According to the latest study from Visa, Latin America and Caribbean region has reflected e-commerce has to surge by over 39%, reaching $21.8 billion.
Such a successful e-commerce growth has been driven by a number of factors, including changes in consumer behaviors, perception and demand; increased computer and broadband penetration and improvements in online security; expansion of key industries such as travel & tourism; as well as the addition of large-scale merchants, especially in Brazil.
As the Visas’s research also found, between 2007 and 2009, e-Spending increased by 106% in the Latin American and Caribbean region. Countries driving this augmented growth include Brazil, which grew by 170%, succeeded by Mexico registering 91%; Argentina with 56%; and Chile with 49% during the same period. With regards to market share in Latin America, Brazil is the main driver with 61% of total online consumption in the region, followed by Mexico with 12%, and Chile with 5%.
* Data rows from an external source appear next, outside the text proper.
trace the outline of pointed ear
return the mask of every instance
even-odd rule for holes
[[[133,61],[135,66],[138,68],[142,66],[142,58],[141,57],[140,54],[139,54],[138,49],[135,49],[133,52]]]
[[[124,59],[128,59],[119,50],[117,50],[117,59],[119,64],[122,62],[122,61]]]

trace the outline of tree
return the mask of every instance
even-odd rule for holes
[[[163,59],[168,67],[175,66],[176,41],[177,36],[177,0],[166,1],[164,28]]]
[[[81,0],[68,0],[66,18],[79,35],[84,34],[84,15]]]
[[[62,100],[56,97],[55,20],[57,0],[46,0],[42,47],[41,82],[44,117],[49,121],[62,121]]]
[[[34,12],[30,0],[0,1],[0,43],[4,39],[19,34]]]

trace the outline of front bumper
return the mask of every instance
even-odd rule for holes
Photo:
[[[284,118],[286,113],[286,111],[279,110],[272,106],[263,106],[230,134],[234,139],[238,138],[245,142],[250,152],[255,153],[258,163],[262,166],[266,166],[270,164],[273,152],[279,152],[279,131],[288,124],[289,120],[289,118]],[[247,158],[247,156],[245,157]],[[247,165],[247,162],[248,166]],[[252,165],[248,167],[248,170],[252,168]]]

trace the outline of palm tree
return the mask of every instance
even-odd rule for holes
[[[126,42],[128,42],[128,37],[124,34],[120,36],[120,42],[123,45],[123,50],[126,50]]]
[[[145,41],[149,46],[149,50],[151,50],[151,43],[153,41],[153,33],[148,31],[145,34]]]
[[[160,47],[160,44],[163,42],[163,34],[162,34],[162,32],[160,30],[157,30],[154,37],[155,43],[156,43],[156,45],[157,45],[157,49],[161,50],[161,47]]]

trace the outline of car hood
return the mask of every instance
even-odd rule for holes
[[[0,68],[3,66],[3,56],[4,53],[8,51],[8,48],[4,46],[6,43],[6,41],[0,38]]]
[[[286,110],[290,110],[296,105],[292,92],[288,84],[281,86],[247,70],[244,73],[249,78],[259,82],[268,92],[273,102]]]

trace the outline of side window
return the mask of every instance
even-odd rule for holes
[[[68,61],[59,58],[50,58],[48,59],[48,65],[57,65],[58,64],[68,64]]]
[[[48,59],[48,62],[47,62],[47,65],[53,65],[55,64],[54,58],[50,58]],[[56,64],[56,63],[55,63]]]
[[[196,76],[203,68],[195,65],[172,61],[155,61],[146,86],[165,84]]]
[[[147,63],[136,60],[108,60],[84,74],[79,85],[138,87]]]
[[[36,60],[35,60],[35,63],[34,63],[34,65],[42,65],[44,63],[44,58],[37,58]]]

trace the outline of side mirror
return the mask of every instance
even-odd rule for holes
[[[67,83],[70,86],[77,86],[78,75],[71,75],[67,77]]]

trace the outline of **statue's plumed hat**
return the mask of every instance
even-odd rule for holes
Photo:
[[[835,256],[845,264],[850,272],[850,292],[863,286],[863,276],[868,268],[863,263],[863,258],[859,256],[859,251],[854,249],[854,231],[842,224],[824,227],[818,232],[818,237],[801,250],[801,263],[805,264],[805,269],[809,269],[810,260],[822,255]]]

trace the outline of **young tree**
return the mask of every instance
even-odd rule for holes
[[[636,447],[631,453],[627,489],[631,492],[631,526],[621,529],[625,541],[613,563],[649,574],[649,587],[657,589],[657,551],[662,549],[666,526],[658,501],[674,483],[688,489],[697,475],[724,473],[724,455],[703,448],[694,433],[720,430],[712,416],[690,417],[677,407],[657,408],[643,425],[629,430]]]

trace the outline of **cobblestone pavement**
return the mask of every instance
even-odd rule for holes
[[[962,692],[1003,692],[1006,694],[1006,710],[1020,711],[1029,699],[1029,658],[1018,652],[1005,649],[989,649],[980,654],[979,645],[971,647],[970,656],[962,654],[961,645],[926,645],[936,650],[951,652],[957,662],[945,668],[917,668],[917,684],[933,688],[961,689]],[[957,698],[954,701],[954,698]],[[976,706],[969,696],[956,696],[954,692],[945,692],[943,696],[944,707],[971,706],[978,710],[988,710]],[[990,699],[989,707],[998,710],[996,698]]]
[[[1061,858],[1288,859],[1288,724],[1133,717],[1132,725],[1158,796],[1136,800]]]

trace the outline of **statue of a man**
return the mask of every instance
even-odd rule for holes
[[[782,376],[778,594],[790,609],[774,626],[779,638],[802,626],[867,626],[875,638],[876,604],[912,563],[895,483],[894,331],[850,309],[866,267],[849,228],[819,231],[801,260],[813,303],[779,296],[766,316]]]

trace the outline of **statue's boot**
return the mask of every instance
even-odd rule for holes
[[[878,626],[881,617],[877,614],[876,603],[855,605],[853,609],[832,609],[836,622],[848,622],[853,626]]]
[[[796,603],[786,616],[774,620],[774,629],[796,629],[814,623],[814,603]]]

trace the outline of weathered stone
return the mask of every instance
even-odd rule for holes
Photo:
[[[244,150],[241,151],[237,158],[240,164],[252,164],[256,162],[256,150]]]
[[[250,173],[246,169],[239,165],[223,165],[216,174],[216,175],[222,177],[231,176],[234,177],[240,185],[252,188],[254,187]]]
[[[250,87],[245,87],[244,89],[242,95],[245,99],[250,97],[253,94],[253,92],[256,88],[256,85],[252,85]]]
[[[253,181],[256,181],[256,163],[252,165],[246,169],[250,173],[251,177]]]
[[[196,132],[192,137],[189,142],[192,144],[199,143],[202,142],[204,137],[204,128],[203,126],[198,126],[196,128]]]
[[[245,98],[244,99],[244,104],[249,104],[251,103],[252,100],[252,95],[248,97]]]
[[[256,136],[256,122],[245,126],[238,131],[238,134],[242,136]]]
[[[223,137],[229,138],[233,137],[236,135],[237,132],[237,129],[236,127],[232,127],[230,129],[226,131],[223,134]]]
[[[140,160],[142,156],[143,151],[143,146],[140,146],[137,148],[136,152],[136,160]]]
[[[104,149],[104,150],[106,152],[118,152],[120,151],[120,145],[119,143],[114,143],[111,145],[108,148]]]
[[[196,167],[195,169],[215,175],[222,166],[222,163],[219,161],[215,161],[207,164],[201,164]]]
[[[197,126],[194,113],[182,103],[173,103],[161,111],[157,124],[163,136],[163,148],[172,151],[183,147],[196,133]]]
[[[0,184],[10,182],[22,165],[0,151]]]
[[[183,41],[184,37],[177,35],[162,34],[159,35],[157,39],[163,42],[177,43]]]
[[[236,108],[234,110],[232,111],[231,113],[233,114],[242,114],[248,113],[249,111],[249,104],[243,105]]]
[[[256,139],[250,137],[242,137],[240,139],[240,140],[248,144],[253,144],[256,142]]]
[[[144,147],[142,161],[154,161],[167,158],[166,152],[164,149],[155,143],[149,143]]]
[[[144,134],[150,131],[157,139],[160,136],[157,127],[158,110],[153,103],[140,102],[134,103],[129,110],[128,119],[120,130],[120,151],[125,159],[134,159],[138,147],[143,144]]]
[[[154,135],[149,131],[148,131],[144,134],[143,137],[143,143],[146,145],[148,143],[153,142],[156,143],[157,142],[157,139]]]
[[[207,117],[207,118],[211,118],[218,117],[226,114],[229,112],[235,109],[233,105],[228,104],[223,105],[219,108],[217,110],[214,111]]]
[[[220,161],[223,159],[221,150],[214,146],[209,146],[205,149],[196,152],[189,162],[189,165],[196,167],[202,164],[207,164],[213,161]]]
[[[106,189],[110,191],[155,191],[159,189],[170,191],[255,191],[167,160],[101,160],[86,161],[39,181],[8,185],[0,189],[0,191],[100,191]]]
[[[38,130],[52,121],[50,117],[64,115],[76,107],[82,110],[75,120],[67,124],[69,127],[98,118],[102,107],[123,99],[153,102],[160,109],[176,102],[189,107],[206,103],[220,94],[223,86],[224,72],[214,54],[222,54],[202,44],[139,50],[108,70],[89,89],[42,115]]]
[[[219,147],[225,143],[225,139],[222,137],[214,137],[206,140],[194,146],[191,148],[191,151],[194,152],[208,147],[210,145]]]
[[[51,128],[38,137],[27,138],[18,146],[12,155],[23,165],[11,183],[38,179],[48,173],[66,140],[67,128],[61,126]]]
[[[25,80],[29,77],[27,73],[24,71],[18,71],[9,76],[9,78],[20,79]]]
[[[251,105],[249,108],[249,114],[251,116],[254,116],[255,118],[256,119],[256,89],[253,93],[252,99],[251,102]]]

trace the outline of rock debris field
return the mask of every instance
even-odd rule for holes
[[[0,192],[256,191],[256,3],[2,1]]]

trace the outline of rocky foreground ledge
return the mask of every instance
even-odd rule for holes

While the e-commerce sector has not fully reached maturity in Latin America and the Caribbean, it experienced an increase of 49% in 2009, representing .52% of the region’s GDP. The most mature markets in the region, in relation to percentage of e-Commerce that contributes to its GDP, include Brazil with 0.84% and Chile with 0.64%.
There are several factors that have propagated increased e-Commerce growth over the past two years:
· Computer and broadband penetration - on a technological level, increased access to the Internet and broadband penetration contributed to the growth of this channel.
· Payment cards offer greater online security – many issuers and merchants have made online transactions more secure for their customers.
There exists a clear opportunity for growth within the e-Commerce channel in Latin America and the Caribbean region. In 2009, Visa Inc, reported a 42% growth in e-Commerce payments volume in the region, reaching $10 billion.